Kristine Potter
Tuesday, 9 November 2010
Work from The Thin Gray Line.
“The Gray Line, Kristine Potter’s first solo exhibition at Daniel Cooney Fine Art, culls from images made during the last four years as she has been mining her complex feelings toward the military, a subject which she has long, familial connection. For many generations most of the men in her family earned their living and defined their purpose as military officers. Growing up in this military culture, Potter’s childhood was saturated with orderliness, hierarchy, patriotism and a certain knowledge of “the enemy”. Being a child (and adult) interested in nuance, culture, progressive ideas and non-conformity, she was often at odds with the governing forces in her life. She says of her childhood, “True respect aside, I struggled to understand war and how one could take command to engage… I wanted to understand the organization of violence and power, and I yearned to humanize the tough exteriors of these men against all of the anxieties I felt when thinking of their jobs and of their structure.”
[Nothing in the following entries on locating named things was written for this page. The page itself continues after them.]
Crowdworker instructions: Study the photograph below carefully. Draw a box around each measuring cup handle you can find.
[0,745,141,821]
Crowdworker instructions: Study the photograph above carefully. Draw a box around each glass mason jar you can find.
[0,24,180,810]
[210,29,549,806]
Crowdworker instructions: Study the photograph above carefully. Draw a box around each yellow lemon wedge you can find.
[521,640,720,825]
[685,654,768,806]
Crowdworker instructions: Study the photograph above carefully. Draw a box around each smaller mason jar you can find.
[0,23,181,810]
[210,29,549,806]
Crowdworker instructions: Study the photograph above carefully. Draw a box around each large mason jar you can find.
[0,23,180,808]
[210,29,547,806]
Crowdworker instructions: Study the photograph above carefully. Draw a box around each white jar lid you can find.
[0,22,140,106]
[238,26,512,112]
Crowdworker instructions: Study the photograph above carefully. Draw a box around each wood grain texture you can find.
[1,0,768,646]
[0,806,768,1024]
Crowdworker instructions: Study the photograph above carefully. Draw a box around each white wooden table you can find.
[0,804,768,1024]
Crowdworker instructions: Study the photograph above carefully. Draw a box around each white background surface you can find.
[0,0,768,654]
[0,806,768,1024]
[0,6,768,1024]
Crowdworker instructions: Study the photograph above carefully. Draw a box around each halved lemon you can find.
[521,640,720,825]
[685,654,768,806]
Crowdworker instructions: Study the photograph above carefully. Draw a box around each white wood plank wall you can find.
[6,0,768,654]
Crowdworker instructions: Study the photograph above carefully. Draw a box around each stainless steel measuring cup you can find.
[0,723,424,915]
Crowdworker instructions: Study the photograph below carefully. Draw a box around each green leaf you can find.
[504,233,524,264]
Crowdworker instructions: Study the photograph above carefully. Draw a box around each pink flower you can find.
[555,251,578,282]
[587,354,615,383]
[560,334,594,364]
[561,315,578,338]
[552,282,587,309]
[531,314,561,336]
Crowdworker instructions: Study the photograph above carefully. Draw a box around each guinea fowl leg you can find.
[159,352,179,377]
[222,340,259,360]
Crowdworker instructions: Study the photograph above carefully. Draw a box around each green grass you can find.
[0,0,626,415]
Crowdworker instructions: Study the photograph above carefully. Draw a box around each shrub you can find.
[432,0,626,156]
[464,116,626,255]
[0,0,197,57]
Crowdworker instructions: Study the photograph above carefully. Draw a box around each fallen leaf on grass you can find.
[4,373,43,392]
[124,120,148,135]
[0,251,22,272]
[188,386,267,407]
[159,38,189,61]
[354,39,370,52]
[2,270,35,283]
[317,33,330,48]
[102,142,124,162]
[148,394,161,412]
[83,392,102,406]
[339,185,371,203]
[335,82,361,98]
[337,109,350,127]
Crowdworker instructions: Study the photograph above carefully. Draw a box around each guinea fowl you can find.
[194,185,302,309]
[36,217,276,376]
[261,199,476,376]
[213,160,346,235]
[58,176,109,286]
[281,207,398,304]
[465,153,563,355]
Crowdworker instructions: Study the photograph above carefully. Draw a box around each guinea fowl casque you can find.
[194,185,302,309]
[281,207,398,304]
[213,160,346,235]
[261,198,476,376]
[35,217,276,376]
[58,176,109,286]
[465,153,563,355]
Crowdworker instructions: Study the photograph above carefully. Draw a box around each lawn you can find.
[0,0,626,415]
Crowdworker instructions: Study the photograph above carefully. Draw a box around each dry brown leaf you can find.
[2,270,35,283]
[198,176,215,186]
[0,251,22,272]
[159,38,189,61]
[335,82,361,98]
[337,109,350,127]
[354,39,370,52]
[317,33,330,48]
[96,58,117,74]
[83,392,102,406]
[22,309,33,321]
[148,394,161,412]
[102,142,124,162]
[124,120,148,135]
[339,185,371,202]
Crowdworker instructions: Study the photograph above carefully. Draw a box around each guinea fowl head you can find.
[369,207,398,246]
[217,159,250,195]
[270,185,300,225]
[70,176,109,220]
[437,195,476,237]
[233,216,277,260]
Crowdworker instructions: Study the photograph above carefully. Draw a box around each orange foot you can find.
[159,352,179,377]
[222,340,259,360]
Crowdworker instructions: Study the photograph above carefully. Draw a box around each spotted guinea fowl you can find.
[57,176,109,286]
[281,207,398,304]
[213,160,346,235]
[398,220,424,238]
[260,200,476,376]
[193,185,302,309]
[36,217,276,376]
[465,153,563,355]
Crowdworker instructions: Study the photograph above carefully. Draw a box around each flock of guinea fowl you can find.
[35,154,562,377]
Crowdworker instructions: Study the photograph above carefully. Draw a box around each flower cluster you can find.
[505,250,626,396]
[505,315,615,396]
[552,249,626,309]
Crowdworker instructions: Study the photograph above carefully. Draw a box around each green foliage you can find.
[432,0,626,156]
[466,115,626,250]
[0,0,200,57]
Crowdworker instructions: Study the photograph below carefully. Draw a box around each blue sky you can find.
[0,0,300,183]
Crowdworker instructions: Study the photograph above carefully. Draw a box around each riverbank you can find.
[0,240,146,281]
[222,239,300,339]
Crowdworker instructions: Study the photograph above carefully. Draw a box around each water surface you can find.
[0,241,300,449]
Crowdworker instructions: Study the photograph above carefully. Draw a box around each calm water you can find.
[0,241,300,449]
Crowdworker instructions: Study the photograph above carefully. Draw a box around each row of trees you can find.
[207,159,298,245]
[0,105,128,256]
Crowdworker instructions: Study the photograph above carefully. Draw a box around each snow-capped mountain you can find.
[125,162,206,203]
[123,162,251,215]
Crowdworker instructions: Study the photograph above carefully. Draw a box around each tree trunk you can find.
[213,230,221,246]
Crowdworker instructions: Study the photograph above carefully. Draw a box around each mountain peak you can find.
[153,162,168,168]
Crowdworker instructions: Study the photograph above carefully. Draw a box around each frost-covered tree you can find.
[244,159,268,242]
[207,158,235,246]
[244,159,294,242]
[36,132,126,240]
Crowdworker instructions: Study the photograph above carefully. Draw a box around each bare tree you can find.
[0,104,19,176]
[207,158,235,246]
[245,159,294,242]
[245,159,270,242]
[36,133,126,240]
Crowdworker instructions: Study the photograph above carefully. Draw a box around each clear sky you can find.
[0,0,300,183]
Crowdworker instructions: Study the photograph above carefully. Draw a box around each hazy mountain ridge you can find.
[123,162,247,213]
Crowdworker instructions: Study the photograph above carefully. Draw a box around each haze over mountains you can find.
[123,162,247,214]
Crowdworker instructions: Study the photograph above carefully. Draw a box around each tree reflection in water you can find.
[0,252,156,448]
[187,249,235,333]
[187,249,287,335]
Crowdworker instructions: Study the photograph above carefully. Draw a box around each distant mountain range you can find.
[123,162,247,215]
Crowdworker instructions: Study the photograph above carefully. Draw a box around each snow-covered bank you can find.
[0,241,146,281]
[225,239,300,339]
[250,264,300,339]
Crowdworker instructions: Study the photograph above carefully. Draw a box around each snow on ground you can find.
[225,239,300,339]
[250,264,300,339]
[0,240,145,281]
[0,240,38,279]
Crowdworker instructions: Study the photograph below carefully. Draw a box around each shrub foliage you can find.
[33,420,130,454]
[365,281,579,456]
Despite the long line of military men in Potter’s family, her generation has declined to enroll, ending the long lineage.
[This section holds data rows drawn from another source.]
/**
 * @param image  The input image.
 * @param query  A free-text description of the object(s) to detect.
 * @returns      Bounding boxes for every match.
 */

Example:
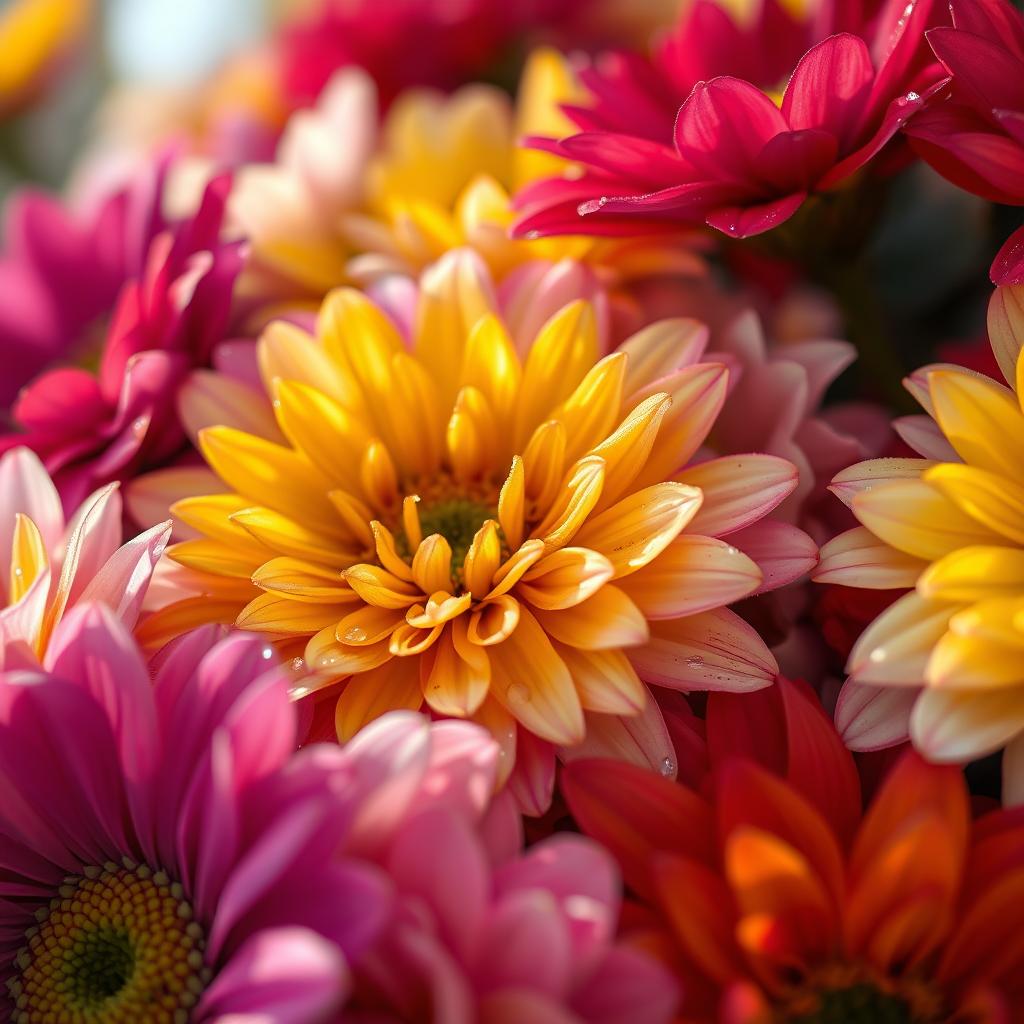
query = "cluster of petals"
[0,604,677,1024]
[143,251,815,809]
[515,0,944,238]
[0,447,171,669]
[562,679,1024,1024]
[816,296,1024,803]
[0,159,242,510]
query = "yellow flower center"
[7,863,210,1024]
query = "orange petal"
[577,483,703,578]
[516,548,614,611]
[334,657,423,743]
[537,584,649,650]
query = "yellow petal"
[618,316,709,395]
[622,534,763,618]
[422,618,490,718]
[413,534,452,594]
[343,564,422,608]
[853,480,998,561]
[918,547,1024,601]
[577,483,703,578]
[490,610,585,746]
[531,456,604,551]
[522,420,566,515]
[273,380,372,489]
[463,519,502,601]
[256,321,366,416]
[199,427,339,535]
[555,644,647,715]
[168,540,265,580]
[554,352,626,460]
[812,526,928,590]
[334,657,423,743]
[536,584,649,650]
[231,507,356,569]
[304,623,391,679]
[925,462,1024,544]
[635,362,729,486]
[928,370,1024,479]
[515,548,614,611]
[7,512,49,605]
[847,593,957,686]
[591,393,672,512]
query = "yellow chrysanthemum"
[0,0,93,113]
[143,251,797,782]
[817,280,1024,802]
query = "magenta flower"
[515,0,941,238]
[329,712,677,1024]
[906,0,1024,205]
[0,605,390,1024]
[0,162,241,509]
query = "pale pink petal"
[77,520,171,628]
[836,679,920,751]
[195,928,350,1024]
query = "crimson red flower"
[906,0,1024,205]
[515,0,944,238]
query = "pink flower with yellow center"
[143,251,806,804]
[816,287,1024,803]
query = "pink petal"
[836,679,920,751]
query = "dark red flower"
[515,0,944,238]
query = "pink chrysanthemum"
[327,712,677,1024]
[0,606,390,1024]
[516,0,941,238]
[0,154,241,509]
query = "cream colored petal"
[629,608,778,693]
[828,459,933,507]
[853,480,998,560]
[555,643,648,715]
[490,610,586,746]
[910,686,1024,764]
[535,584,648,650]
[928,370,1024,480]
[622,534,762,620]
[925,462,1024,544]
[811,526,928,590]
[577,483,703,578]
[847,593,962,686]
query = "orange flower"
[563,680,1024,1024]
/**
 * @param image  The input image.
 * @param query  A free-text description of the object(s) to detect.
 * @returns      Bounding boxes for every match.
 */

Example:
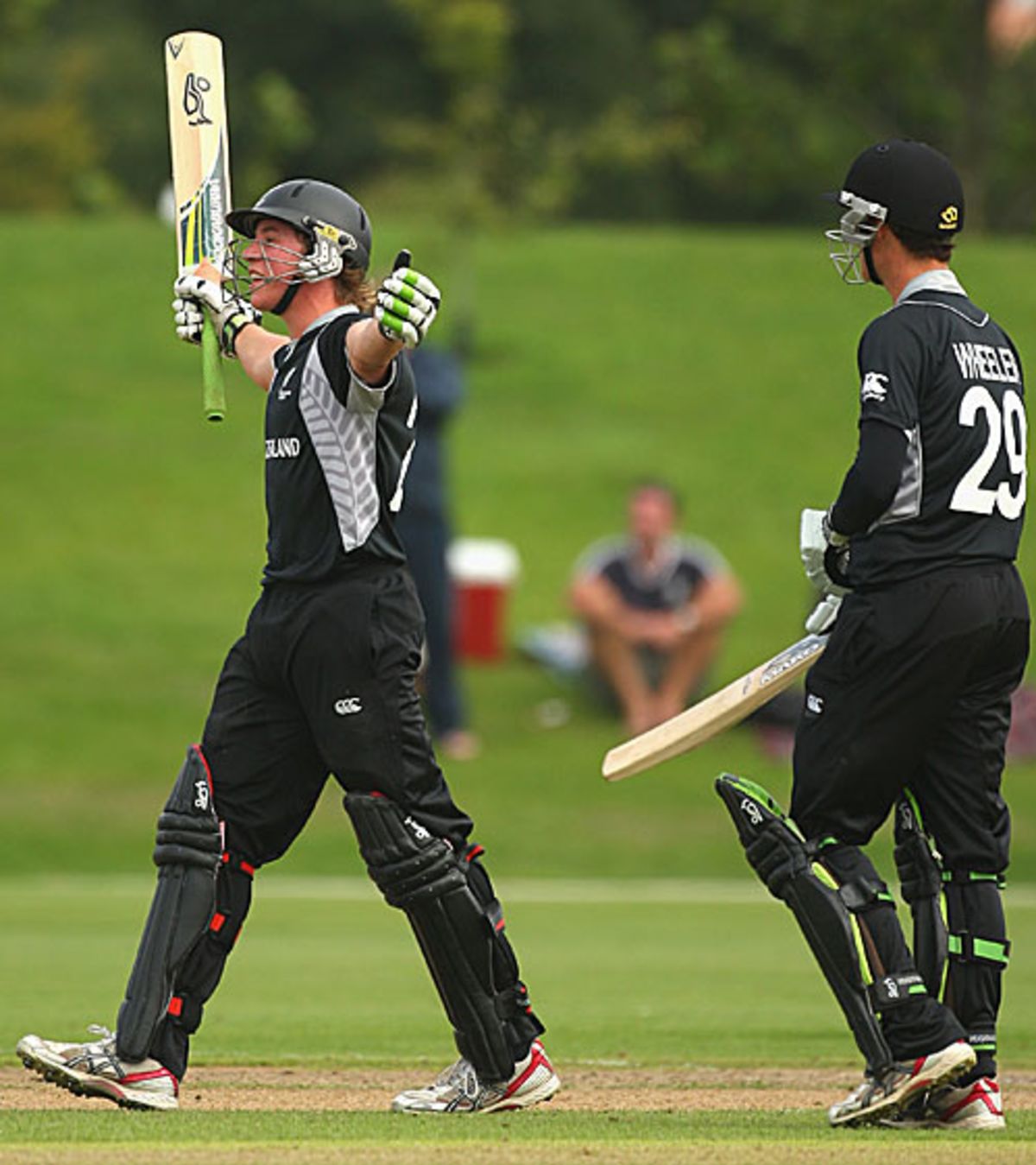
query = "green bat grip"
[201,313,227,421]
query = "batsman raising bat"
[17,178,559,1112]
[717,141,1029,1129]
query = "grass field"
[0,871,1036,1162]
[0,218,1036,1165]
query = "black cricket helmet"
[227,178,371,275]
[824,139,963,283]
Continuing her interest in large format portraiture, Kristine has garnered access to West Point Military Academy, an Academy that has trained a number of men in her family and has produced a greater number of high-ranking officers and politicians than any other U.S. military academy. She uses a view camera to produce images of cadets that explore ideas about masculinity, expectation, allegiance, sexuality, vulnerability and death, catching them before they are fully formed soldiers and officers. While traditional portraiture of soldiers serves to show their achievements, excellence and their sense of duty, Potter’s images describe the complicated psychologies under their developing personas. She extracts something uniquely emotional about each cadet while also imposing upon the images certain reservations and attractions she has about soldiers in training. The resulting images balance between the languages of the documentary and of the staged with an effect that provides a compelling counterweight to live-feed coverage of our wars and of traditional military portraiture.” – WIPNYC.